7 Common Mistakes in Budgeting Money
Budgeting money can feel overwhelming at first, but if you’re honest about your spending habits, you’ll quickly figure out how to save money with small changes. These common mistakes can become great money saving tips:
- Under-budgeting everyday costs.
Leave room for everyday costs in your budget. Include food and transportation, plus items you might not think about, like gifts and haircuts. Don’t underestimate what you spend—if you eat out weekly or grab coffee at a café most mornings, include that in your budget. Be honest with yourself and you won’t under-budget for your daily spending. If you’re unsure of how much you spend, start tracking and logging your purchases for a better understanding of where your money is going, or open a credit union savings account.
- Not saving for emergencies.
Saving for emergencies is essential and can really help out when sudden costs, like car trouble or a broken water heater, arise. Ideally, you should have at least 3 months’ living expenses saved at all times, but if you can save more, do it so you can save for other items that may need replacing, or in the event of job loss or illness.
- Not budgeting for fun.
When you make your budget, account for spending money for dining out, seeing that new play or celebrating a birthday. If fun is included in your budget, you’re less likely to overspend. Budgeting for entertainment will also help keep you accountable and curb excess spending. Plus, if you don’t set aside some fun money in your budget, you could think you’re failing and get frustrated. Instead adjust your budget according to your finances and factor entertainment spending in advance.
- Not keeping track of how much you spend.
Speaking of overspending, it’s important to keep track of what you’re spending and when. If you’re not paying attention to how much money you use, it’s easy to overspend accidentally. Keep track of your spending, and you’ll have enough when it’s time to pay the bills. And, if you track and log your expenses by expense type (e.g. groceries or utilities), you’ll know where to make adjustments in your budget later on when you have another savings goal or need to work on paying off debt.

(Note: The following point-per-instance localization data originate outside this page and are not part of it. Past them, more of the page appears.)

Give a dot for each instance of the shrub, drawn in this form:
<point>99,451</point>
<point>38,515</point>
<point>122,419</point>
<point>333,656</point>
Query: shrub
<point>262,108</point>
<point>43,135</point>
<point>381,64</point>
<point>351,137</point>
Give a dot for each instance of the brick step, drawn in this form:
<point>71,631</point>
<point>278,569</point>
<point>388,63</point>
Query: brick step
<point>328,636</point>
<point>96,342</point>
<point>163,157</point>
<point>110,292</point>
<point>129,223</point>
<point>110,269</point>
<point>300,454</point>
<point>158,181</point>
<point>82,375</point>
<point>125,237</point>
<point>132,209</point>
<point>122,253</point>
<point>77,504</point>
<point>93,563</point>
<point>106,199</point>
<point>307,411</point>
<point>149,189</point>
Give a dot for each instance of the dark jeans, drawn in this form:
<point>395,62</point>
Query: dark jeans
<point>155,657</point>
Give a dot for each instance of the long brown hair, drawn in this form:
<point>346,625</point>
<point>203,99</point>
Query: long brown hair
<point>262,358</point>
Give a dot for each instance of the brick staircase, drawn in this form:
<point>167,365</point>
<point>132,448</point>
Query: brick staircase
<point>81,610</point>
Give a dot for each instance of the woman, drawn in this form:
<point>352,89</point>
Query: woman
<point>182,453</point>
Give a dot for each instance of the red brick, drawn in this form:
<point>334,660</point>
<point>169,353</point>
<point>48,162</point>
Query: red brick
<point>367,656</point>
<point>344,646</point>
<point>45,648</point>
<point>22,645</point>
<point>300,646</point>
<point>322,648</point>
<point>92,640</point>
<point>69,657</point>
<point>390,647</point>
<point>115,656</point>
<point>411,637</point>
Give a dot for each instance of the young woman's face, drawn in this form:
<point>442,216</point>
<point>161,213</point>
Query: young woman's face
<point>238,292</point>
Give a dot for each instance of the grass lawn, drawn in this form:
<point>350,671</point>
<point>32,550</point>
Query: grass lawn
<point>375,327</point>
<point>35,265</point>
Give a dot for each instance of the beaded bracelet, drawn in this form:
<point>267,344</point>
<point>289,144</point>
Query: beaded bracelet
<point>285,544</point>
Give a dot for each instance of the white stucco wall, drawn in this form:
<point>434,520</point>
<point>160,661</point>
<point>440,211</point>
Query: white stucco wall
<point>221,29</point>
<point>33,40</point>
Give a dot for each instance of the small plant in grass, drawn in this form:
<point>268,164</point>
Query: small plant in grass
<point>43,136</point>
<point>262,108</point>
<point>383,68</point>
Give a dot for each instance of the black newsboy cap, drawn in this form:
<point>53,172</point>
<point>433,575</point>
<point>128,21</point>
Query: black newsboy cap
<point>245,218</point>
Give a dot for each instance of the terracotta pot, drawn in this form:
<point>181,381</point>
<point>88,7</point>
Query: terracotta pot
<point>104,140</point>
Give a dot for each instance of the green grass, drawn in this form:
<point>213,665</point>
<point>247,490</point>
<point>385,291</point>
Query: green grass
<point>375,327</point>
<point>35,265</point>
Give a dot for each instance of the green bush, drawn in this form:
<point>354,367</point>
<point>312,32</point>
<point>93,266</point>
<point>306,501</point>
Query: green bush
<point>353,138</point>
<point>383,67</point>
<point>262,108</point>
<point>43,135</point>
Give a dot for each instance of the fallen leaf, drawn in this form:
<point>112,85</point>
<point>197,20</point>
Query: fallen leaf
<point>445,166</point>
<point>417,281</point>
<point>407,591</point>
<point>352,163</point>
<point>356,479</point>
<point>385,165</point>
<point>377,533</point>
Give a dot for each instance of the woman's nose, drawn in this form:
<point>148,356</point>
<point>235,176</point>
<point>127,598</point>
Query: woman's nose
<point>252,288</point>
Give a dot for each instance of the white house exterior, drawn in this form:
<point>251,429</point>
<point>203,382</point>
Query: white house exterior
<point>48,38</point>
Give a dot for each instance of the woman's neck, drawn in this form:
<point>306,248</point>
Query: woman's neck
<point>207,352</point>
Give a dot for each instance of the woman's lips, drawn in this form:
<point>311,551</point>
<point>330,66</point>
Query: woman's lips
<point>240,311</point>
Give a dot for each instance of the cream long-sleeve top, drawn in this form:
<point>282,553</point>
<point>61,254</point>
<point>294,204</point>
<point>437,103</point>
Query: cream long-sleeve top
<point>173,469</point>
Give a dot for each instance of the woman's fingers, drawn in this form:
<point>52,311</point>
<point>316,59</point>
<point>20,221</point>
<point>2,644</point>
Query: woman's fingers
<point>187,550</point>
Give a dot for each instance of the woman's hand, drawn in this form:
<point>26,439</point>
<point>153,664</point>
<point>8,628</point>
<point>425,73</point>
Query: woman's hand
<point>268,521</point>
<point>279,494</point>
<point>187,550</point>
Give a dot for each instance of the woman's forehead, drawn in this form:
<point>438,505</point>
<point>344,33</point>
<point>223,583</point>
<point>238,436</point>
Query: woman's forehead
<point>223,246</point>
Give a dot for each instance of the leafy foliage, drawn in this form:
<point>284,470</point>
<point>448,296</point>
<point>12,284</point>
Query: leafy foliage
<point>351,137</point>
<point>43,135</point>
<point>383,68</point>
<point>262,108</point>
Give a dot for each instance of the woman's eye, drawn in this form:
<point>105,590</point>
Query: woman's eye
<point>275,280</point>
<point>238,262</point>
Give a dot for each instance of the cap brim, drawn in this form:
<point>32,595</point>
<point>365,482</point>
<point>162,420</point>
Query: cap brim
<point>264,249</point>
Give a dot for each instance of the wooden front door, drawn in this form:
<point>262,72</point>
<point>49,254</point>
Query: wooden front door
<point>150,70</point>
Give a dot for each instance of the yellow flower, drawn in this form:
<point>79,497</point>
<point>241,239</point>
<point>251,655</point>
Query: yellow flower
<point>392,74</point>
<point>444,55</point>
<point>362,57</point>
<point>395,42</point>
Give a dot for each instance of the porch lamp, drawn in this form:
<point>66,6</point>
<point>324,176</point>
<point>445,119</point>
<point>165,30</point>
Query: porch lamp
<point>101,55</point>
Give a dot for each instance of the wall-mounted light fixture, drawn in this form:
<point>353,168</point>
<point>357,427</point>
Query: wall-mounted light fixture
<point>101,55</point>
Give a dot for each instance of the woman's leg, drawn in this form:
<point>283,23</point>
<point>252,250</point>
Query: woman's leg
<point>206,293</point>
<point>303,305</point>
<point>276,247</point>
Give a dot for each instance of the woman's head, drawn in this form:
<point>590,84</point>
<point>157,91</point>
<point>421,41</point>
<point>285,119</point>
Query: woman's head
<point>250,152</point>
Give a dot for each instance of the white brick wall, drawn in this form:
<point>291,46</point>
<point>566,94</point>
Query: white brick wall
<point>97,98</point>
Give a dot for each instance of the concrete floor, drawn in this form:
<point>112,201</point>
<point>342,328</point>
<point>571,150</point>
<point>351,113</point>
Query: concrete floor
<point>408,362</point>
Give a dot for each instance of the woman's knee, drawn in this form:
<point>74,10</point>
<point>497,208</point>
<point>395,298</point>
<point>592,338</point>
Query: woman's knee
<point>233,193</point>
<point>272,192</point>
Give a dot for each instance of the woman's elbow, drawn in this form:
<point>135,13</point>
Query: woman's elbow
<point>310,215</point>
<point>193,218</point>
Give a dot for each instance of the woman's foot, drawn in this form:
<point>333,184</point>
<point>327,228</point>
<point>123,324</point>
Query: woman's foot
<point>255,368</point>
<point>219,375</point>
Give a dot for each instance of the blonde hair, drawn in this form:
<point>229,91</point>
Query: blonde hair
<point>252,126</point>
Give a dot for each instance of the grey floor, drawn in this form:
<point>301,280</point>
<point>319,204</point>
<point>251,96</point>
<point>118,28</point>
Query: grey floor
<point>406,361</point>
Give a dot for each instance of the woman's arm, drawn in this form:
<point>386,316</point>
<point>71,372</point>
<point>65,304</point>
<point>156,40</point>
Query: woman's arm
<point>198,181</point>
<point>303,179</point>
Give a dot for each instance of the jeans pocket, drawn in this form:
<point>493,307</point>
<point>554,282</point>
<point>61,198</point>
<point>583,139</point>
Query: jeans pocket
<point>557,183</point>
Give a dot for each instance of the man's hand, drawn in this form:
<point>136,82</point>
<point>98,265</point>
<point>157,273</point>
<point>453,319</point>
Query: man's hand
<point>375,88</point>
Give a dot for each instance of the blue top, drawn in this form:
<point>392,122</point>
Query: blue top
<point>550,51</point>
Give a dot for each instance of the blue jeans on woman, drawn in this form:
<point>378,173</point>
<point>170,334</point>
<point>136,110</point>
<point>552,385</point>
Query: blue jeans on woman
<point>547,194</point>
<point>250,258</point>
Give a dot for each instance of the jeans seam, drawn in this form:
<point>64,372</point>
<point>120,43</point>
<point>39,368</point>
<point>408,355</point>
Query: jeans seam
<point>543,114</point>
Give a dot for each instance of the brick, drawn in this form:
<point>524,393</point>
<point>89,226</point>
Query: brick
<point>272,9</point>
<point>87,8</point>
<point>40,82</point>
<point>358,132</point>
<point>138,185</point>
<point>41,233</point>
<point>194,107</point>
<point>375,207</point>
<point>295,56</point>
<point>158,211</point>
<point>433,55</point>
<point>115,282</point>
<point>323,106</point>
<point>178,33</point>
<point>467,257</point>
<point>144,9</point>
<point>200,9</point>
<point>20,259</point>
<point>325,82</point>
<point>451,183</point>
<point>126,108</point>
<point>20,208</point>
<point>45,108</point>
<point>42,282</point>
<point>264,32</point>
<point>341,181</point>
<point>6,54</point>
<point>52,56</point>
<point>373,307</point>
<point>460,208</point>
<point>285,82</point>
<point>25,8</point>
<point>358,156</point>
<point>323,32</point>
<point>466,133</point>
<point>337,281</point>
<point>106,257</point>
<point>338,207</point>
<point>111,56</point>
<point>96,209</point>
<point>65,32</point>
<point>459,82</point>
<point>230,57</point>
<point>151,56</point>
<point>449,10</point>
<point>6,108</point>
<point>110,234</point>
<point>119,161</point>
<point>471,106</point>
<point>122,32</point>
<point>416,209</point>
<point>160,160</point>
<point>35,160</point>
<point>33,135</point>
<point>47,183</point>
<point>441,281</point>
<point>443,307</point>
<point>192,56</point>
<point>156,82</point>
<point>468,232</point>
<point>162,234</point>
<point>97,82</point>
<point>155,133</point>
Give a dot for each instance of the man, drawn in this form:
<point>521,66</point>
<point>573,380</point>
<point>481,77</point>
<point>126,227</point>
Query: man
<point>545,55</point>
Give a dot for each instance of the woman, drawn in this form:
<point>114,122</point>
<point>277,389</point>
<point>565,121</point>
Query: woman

- Only making minimum payments on credit.
If you only pay your minimum payment, you could only be paying the interest you’ve accrued, meaning your balance continues accruing more interest each month. Instead, pay your credit card balances off each month when possible. This helps keep your credit in good standing and helps you avoid paying too much in interest. If you have too much debt to pay it off each month, now is a good time to create a short- and long-term repayment plan to help you become debt free.
- Buying a car or home you can’t really afford.
Generally, two of your largest monthly costs will be your home loan and car loan payments. If you’ve purchased a car or home with monthly payments that strain your budget, money will be consistently tight. Instead, take your monthly budget into account when making big purchases, and make sure the monthly payment and associated costs are well within your comfort zone. Forbes recommends that your monthly mortgage payment should not exceed 28% of your gross monthly income.
- Not making a budget at all.
This is probably the biggest budgeting mistake. Without a budget, you don’t know how much you can spend without getting yourself in trouble, and mistakes 1 through 6 will all compound quickly. Careful budgeting allows you to enjoy your money and can help you live comfortably.